Eine andere Frage vorab wäre natürlich, ob ich mit einem PC auch Filme auf Blu Ray Medien wiedergeben kann. Denn soweit ich mich erinnern kann, wollten die Hersteller irgendwann irgendwie einen TCPA ähnlichen Schutz einführen. Sodass die Bilddaten erst im darstellenden Gerät entschlüsselt werden. Ist daraus etwas geworden?

Der Zweite wäre das Sichern von Daten. Alle zwei Wochen mache ich ein Full Backup von meinen Servern (rund 40GB komprimierte Daten), die dann auf DVDs gebrannt werden und im Schließfach landen. Statt 10 DVDs würde ich jetzt nur noch zwei Blu Ray Discs brennen müssen.
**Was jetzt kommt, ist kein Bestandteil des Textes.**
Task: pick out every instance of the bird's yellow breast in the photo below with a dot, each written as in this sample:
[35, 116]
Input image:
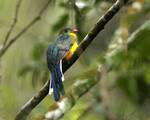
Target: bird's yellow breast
[74, 46]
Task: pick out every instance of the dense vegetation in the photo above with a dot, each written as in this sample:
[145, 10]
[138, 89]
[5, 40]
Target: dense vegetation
[121, 51]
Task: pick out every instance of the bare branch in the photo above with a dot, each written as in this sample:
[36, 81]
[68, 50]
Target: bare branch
[15, 19]
[83, 45]
[24, 30]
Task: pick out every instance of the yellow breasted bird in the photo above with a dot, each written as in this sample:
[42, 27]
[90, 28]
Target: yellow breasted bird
[63, 47]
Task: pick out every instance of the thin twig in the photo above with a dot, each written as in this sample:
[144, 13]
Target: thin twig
[24, 30]
[15, 19]
[67, 64]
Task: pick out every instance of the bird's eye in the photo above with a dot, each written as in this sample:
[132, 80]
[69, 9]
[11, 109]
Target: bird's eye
[66, 31]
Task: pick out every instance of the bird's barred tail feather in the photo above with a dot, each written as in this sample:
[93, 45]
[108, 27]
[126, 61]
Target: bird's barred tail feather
[56, 85]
Deshalb ist jetzt die frage, ob sich der Umstieg schon lohnt. Noch vor einigen Wochen haben die Brenner noch 700-1000€ gekostet. Aber die Preise sind zum Glück gefallen. So wäre ich mit einem Lese Laufwerk für unter hundert Euro dabei, der Brenner für rund das doppelte. Die Medien bekommt man für etwa 6€ das Stück.
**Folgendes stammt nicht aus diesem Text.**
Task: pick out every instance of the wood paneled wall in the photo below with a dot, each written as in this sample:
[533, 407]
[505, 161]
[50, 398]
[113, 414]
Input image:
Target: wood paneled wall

PS: Ich kann mich an die guten alten Zeiten noch erinnern. Mein erster CD Brenner hat damals 800DM gekostet und jedes Medium 15DM. Mein erster DVD Brenner 300€ und die DVDs 15€ das Stück. Da tat es schon richtig weh, wenn man etwas verbrannt hat.


----------



## darkframe (25. November 2008)

Hi,

die Wiedergabe von kopiergeschützten Blu-Rays auf einem angeschlossenen LCD (egal ob TV oder Computermonitor) funktioniert nur dann in voller Auflösung, wenn die Signalübertragung über HDMI läuft und die Schnittstelle den HDCP Kopierschutz unterstützt (bei entsprechender Unterstützung geht's auch mit DVI to HDMI Konvertern). Ist kein HDCP integriert, es genügt, wenn nur eines der Geräte den entsprechenden Chip nicht hat, geht meist gar nichts, manchmal aber noch eine auf PAL herunterskalierte Wiedergabe. Zu dem Thema ist auch hier was zu finden.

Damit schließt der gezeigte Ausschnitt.